We have numerous examples of fake news reports of the use of chemical weapons by the Assad regime in Damascus - East Ghouta in 2013, Kan Sheikoon in 2017 and Dhouma in 2018 - where credible sources have debunked these claims, showing either that there were no chemical weapons, or that they were deployed by western-backed Jihadist agencies, not by Assad. In the case of western press coverage of the Syrian crisis, one has to be highly sceptical as to the degree of dependence they routinely show on deeply problematic news sources such as the White Helmets and the Syrian Observatory for Human Rights, that are both funded by western governments or government-linked agencies as components of sophisticated disinformation campaigns, and also associated with Jihadist organizations at war with the Baathist regime headed by Assad.

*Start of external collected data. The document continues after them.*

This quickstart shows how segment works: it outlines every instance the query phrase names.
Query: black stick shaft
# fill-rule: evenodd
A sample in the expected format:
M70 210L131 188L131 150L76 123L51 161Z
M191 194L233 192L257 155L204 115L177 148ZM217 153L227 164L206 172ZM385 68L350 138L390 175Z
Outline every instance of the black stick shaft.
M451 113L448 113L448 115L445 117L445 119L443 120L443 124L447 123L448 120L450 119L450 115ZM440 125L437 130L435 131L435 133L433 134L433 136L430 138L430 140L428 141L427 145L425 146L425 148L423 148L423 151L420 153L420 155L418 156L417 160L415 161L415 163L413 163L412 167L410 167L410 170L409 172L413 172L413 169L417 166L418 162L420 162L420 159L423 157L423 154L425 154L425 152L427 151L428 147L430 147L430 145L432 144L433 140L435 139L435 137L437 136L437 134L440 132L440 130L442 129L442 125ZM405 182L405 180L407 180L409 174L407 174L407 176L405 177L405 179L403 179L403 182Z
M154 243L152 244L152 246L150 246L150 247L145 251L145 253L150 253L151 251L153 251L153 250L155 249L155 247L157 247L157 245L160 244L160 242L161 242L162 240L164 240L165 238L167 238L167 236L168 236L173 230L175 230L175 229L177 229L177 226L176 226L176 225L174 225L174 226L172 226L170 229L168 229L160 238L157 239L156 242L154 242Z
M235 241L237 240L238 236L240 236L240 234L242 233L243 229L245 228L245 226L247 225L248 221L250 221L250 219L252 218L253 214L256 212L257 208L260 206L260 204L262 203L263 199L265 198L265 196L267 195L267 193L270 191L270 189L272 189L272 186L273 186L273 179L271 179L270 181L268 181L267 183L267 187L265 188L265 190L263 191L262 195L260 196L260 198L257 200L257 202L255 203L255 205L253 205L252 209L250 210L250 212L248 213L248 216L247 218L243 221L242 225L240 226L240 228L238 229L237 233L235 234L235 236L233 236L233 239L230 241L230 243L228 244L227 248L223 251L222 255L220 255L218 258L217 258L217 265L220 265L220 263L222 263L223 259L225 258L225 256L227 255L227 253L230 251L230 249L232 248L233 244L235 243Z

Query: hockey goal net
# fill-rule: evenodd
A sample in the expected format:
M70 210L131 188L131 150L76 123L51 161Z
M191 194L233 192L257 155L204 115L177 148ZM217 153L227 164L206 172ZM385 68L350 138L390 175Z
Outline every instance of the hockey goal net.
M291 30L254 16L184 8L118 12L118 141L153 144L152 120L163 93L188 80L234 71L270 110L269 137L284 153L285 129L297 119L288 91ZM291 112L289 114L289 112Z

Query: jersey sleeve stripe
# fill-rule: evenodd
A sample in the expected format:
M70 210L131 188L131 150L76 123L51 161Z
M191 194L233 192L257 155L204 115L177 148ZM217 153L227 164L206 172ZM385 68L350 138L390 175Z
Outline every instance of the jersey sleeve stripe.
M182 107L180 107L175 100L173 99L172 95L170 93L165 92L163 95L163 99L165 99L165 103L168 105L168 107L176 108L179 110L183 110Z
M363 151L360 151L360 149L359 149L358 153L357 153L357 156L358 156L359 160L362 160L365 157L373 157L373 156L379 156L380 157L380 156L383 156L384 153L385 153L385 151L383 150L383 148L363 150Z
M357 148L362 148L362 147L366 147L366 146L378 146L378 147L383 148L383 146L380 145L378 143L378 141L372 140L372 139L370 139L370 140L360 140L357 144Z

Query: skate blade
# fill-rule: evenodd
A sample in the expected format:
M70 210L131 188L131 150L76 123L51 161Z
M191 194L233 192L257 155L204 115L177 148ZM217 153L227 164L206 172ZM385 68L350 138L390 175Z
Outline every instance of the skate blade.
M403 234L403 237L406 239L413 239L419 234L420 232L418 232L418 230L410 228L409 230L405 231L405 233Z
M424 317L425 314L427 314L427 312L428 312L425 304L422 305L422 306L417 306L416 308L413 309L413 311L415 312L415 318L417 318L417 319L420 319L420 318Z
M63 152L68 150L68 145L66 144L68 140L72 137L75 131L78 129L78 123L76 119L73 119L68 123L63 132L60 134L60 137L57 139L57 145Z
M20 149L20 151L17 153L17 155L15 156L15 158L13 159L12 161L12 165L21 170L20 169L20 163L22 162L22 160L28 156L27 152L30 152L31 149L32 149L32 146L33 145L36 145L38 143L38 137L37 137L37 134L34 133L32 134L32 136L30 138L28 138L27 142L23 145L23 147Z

The Skripal poisoning in the UK earlier this year was another example of fake news, since the mainstream media overwhelmingly supported British government claims of Russian responsibility even before they had any evidence to support these claims and when the evidence began to appear it became clear that the original claims were false, for example that the A-234 compound could only have been produced in Russia; that the compound had to have been military-grade, that the compound had to have been extremely toxic (the Skripals survived). The media failed to adequately explore possible connections between Sergei Skripal and Christopher Steele (author of the ‘Steele Dossier’), his former MI6 boss, or between the poisoning and the sale by Leonid Rink of A-234 compounds to Russian Mafiosi in 1995.
Another re-invigoration of a decades' old fake news story is the supposed nuclear threat posed by Iran. I have written about this (and Iran, Libya, etc.) in my Sage book on Media Imperialism.
— How was your presentation at HSE and the discussion that followed?
— I greatly appreciated my opportunity to talk about these issues in Moscow last week. I received many good, and perceptive questions and comments.
My work on the weaknesses of western mainstream media coverage, particularly as they relate to matters of great sensitivity for western foreign policy and for western efforts to bring about regime change in countries the West does not like, needs to be accompanied in the future by attention to comparable issues in the media of other countries, including those of Russia and China.